Nutz... I thought it looked neat in the background.


----------



## markoles (Jan 2, 2008)

Marty,

Now that the trees are all gone, you should put a hot tub under that bridge. Or, maybe just in front of it. Don't drop your remote!! Would be interesting when plowing during a snowstorm. Just don't try to make the heater battery powered.


----------



## NTCGRR (Jan 2, 2008)

I'm just never happy, I was looking at the photo thinking, someday i would love to have a really BIG bridge.... With Ron S. mountains in the back ground. 

Eleven years ago I told Carrie I wish I could move to the country and have a bigger layout. She agreed???? For different reasons of-course.
10 years ago this thanksgiving we moved in. After 2 months of remodeling.

Where has the time gone. 15 years from now I will be moving down by Stan and JJ to retire. heheheh


----------



## aceinspp (Jan 2, 2008)

They forgot to tell ya they are moving to Neb so they can plow snow instead of sand







Later RJD


----------



## Ron Senek (Jan 2, 2008)

No not moving. The mountains and scenery in background are painted on plywood.


----------



## John J (Dec 29, 2007)

Posted By Ron Senek on 12/12/2008 6:09 PM
No not moving. The mountains and scenery in background are painted on plywood.

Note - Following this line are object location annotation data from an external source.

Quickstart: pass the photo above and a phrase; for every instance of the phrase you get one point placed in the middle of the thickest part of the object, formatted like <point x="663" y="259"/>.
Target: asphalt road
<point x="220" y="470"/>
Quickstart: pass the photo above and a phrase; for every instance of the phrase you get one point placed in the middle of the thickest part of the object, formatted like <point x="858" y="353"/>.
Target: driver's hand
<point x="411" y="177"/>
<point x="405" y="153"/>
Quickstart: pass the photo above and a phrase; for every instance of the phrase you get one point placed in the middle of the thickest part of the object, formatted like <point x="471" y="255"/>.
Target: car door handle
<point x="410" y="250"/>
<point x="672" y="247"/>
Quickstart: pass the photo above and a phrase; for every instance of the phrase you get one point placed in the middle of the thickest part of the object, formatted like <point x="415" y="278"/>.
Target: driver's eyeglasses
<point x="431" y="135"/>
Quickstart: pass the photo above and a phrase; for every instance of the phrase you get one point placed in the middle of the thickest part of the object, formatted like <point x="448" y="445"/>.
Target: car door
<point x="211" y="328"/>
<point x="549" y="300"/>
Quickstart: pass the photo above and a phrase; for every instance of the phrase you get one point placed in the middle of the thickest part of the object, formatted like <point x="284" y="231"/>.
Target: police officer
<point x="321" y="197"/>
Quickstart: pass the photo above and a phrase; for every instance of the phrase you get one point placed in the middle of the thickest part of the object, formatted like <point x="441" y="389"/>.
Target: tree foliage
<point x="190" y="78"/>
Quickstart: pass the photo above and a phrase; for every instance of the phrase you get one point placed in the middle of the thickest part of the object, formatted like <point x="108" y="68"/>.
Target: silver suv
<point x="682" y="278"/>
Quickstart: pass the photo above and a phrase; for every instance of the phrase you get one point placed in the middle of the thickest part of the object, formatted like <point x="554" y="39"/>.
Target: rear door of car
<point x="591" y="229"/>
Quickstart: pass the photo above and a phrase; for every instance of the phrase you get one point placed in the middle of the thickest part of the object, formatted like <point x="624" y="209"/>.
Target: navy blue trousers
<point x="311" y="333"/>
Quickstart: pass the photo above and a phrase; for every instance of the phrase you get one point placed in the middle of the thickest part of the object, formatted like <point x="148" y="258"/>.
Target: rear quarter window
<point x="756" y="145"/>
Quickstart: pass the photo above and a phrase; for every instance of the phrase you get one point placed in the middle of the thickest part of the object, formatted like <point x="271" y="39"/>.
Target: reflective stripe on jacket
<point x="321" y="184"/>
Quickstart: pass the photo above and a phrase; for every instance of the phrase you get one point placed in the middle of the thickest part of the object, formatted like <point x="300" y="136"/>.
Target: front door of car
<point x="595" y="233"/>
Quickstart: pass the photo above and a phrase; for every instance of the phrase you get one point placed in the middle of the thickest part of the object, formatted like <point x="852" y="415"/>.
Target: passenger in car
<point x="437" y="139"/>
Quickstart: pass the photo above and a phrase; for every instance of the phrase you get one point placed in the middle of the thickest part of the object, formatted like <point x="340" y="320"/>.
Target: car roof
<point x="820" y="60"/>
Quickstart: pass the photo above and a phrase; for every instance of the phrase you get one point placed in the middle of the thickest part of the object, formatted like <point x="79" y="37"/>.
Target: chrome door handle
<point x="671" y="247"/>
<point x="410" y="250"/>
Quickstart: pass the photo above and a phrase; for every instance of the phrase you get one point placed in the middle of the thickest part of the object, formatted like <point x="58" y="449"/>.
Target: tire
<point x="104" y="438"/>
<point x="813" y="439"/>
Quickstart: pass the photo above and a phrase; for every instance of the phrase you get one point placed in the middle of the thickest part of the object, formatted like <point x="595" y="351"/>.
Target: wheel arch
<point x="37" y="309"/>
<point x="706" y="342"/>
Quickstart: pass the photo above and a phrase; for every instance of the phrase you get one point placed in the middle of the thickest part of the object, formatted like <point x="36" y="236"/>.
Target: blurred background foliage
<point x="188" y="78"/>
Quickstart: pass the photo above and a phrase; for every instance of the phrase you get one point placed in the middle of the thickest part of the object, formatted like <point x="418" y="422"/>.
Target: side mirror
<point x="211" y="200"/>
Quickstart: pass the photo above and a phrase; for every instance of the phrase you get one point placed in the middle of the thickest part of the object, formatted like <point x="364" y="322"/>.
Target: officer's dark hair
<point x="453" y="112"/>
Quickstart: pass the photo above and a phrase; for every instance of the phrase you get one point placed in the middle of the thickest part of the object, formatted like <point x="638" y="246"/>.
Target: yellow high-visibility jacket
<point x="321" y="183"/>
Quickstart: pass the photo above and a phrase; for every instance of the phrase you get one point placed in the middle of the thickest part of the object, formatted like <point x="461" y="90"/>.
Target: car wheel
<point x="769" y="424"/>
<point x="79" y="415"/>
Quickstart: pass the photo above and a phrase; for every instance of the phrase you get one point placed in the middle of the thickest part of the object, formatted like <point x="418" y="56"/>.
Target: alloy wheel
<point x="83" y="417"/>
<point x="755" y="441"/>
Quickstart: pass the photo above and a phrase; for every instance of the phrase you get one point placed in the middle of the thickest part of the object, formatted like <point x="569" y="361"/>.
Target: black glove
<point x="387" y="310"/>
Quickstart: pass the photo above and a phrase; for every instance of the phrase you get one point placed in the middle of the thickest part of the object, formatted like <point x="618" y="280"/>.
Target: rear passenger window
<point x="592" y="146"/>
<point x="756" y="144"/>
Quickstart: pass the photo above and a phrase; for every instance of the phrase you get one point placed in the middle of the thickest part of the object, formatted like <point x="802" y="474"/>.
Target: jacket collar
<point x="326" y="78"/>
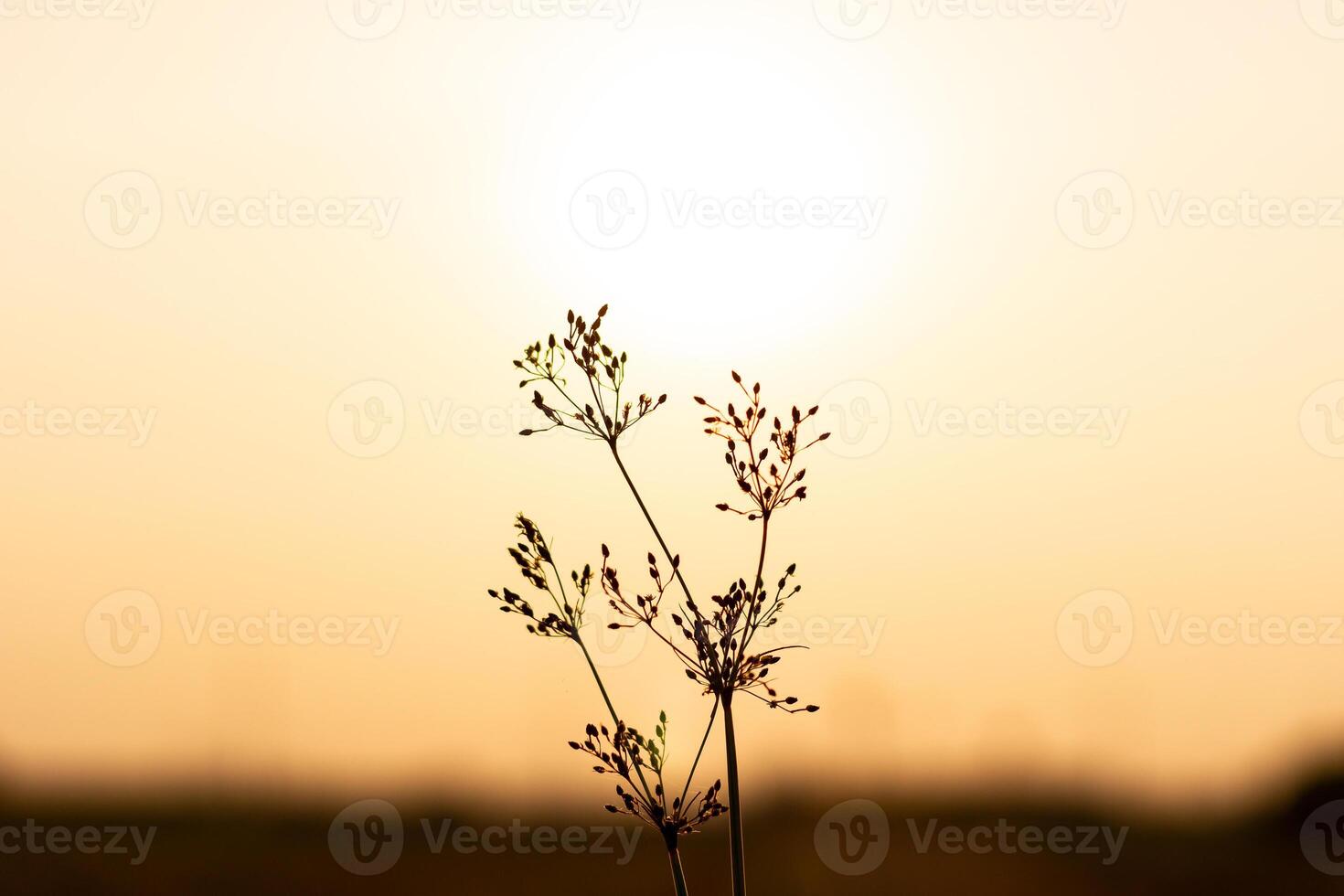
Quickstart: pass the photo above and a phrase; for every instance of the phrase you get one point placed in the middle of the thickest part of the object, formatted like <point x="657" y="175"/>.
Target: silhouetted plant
<point x="763" y="464"/>
<point x="625" y="752"/>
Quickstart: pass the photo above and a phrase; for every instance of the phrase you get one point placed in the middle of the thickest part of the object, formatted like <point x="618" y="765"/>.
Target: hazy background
<point x="958" y="554"/>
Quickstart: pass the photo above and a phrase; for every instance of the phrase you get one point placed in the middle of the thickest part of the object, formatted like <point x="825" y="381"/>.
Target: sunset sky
<point x="238" y="225"/>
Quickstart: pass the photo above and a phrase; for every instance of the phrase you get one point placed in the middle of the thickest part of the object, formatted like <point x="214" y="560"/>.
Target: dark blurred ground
<point x="242" y="845"/>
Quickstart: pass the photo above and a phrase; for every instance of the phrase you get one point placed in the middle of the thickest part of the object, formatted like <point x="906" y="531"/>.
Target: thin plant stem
<point x="677" y="875"/>
<point x="657" y="535"/>
<point x="740" y="869"/>
<point x="700" y="752"/>
<point x="615" y="718"/>
<point x="740" y="885"/>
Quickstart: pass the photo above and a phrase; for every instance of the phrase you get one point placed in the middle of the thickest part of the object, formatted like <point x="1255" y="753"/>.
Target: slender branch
<point x="614" y="716"/>
<point x="657" y="535"/>
<point x="700" y="752"/>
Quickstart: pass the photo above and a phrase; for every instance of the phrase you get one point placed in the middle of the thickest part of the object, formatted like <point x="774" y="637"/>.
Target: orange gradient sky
<point x="1214" y="348"/>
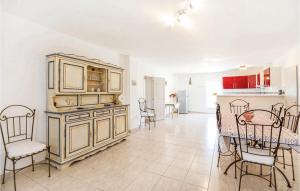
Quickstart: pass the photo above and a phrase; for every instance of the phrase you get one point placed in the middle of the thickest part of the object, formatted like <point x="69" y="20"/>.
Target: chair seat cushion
<point x="260" y="159"/>
<point x="23" y="148"/>
<point x="259" y="156"/>
<point x="148" y="115"/>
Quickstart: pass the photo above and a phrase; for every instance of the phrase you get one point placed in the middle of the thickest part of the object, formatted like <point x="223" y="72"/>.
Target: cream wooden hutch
<point x="84" y="113"/>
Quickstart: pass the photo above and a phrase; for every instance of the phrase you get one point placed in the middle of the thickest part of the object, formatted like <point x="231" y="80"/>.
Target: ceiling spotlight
<point x="180" y="16"/>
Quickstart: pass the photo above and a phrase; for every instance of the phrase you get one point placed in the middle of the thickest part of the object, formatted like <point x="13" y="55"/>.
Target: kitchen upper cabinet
<point x="78" y="137"/>
<point x="252" y="81"/>
<point x="239" y="82"/>
<point x="115" y="81"/>
<point x="72" y="77"/>
<point x="228" y="82"/>
<point x="267" y="77"/>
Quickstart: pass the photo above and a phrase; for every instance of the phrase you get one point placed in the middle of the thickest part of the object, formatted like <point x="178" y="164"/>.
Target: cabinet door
<point x="120" y="125"/>
<point x="72" y="77"/>
<point x="228" y="82"/>
<point x="78" y="137"/>
<point x="102" y="130"/>
<point x="115" y="81"/>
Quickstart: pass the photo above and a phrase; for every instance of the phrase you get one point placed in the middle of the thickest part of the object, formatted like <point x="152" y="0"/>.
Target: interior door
<point x="72" y="77"/>
<point x="159" y="97"/>
<point x="290" y="85"/>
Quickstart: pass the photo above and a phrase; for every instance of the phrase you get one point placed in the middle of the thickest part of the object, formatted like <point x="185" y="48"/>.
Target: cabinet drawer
<point x="77" y="116"/>
<point x="102" y="112"/>
<point x="120" y="110"/>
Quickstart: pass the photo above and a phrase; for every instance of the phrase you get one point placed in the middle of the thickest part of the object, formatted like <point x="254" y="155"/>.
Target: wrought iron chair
<point x="147" y="113"/>
<point x="221" y="139"/>
<point x="291" y="122"/>
<point x="256" y="140"/>
<point x="17" y="126"/>
<point x="238" y="106"/>
<point x="276" y="109"/>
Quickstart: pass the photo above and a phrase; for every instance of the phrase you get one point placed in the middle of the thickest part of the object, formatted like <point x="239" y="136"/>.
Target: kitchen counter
<point x="72" y="110"/>
<point x="250" y="95"/>
<point x="257" y="101"/>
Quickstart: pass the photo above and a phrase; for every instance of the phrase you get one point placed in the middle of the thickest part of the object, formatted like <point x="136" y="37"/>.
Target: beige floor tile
<point x="144" y="182"/>
<point x="177" y="155"/>
<point x="176" y="173"/>
<point x="158" y="168"/>
<point x="184" y="164"/>
<point x="197" y="179"/>
<point x="167" y="184"/>
<point x="201" y="168"/>
<point x="190" y="187"/>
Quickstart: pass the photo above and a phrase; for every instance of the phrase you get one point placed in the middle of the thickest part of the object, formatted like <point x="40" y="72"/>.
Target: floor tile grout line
<point x="212" y="164"/>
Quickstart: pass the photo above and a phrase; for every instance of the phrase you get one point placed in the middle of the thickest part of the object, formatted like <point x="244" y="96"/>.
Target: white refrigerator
<point x="182" y="96"/>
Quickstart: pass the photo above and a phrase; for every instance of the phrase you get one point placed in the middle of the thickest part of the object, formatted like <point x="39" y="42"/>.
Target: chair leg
<point x="3" y="176"/>
<point x="275" y="182"/>
<point x="140" y="122"/>
<point x="235" y="167"/>
<point x="32" y="163"/>
<point x="283" y="158"/>
<point x="14" y="172"/>
<point x="292" y="161"/>
<point x="219" y="151"/>
<point x="271" y="174"/>
<point x="241" y="175"/>
<point x="49" y="166"/>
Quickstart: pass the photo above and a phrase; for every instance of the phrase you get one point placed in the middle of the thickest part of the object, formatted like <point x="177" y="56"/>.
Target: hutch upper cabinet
<point x="115" y="81"/>
<point x="72" y="77"/>
<point x="83" y="110"/>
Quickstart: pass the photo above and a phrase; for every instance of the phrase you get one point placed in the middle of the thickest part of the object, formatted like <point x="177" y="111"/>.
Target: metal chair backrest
<point x="276" y="109"/>
<point x="142" y="105"/>
<point x="261" y="135"/>
<point x="219" y="117"/>
<point x="17" y="122"/>
<point x="238" y="106"/>
<point x="291" y="118"/>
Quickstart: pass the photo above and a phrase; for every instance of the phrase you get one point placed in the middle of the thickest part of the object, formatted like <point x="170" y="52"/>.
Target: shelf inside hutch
<point x="96" y="79"/>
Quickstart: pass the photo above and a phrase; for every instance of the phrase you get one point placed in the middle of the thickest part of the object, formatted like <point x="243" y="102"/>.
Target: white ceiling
<point x="224" y="33"/>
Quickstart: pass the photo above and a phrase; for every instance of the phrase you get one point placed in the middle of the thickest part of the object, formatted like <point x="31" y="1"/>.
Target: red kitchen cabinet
<point x="267" y="77"/>
<point x="241" y="82"/>
<point x="252" y="81"/>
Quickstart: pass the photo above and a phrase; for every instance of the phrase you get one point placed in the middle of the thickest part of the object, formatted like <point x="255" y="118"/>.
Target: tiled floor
<point x="178" y="155"/>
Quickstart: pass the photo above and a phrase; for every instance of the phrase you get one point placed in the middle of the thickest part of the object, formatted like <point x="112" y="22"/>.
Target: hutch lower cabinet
<point x="84" y="112"/>
<point x="76" y="135"/>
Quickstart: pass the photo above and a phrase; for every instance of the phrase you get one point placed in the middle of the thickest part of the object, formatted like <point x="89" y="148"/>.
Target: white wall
<point x="23" y="67"/>
<point x="288" y="61"/>
<point x="138" y="70"/>
<point x="200" y="93"/>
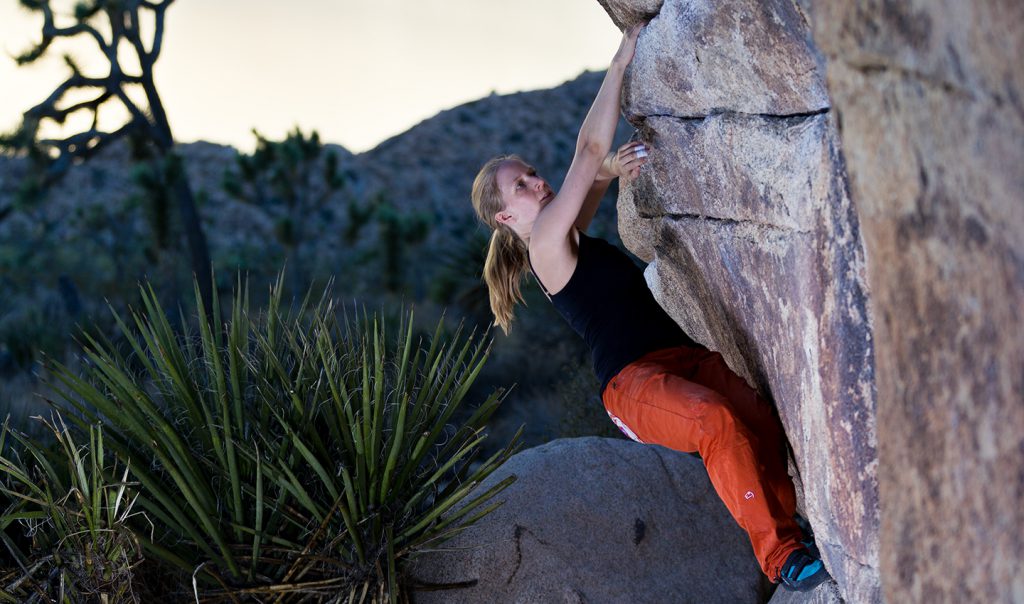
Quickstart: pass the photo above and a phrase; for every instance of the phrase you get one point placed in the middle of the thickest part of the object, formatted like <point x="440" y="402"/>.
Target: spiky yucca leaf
<point x="76" y="510"/>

Your just saying that so that you dont have a whole bunch of Wirdoes and Perverts moving in next to you with trains disturbing your tranquility.


----------



## N1CW (Jan 3, 2008)

*How NOT to trim a Tree...*

*I said ICE CREAM not ICE SCREEM.......Two THUMPS in the night...* 
*The limbs missed the elevated track but not the Motorcycle, Trailer nor *
*57 Plymouth Ice Cream getter or the 60' ham radio antenna....







*














*I may be WRONG but the top of the tower and rotor should be UP not DOWN....*
*The antenna elements are stuck in the ground and the Dish is "SEARCHING FOR SIGNAL".....*


----------



## NTCGRR (Jan 2, 2008)

Ray 
how does the engine get to the engine house?


----------



## Jerry Barnes (Jan 2, 2008)

Wow, I feel your pain, we had two years in a row of those. Got lots of firewood though!


----------



## N1CW (Jan 3, 2008)

*Marty*

*Since I boil water in addition to sparking the tracks, I have to allow full access. 
*
*At the right hand edge of the engine house ladder track is a lift out bridge.







*
*....It has been removed for the winter....*
*It meets the inner main line switch just about where the ground BOX is located.*
*...link to Gilbert's Bridge photos....*

*Next Spring, the post hole digger and I will once again be in action.








*
*Thr left hand edge of the 3'x16' engine steam up area will have another*
*track heading toward the center. I will transplant Gilbert's two bridges*
*on that side and then a left hand R5 turn. It will dual cross the mains*
*then my ****'s Gate Bridge and enter the shed window to car storage.







*


----------



## NTCGRR (Jan 2, 2008)

Everytime I see your layout I think, if we ever fence in the yard, it would be really wise to have a track above it. 
thanks


----------



## Stan Cedarleaf (Jan 2, 2008)

Posted By NTCGRR on 12/11/2008 6:33 PM

Where has the time gone. 15 years from now I will be moving down by Stan and JJ to retire. heheheh


Gee, Marty. that would be great. You'd be most welcome here.


----------



## NTCGRR (Jan 2, 2008)

15 years from now tho, Stan and JJ will be over 100 years old.


----------



## Steven Gugel (Jan 9, 2008)

From what I can see Marty, they'll be 100 years *young* , we'll be 15 years older and probably feeling like we're 100


----------



## John J (Dec 29, 2007)

Posted By NTCGRR on 12/14/2008 8:04 AM
15 years from now tho, Stan and JJ will be over 100 years old.

No I will be 78. Mom lived till she was 92 Most of her sisters and brothers lived well up onto late 80's and early 90's 

Mabye I might still be here


----------



## wchasr (Jan 2, 2008)

Grandpa just died two weeks ago. He turned 100 in September. I'm not sure right now that I even WANT to live that long. 

Sorry guys still grieving.


----------



## Torby (Jan 2, 2008)

Well, that *is* something pretty significant to grieve.


----------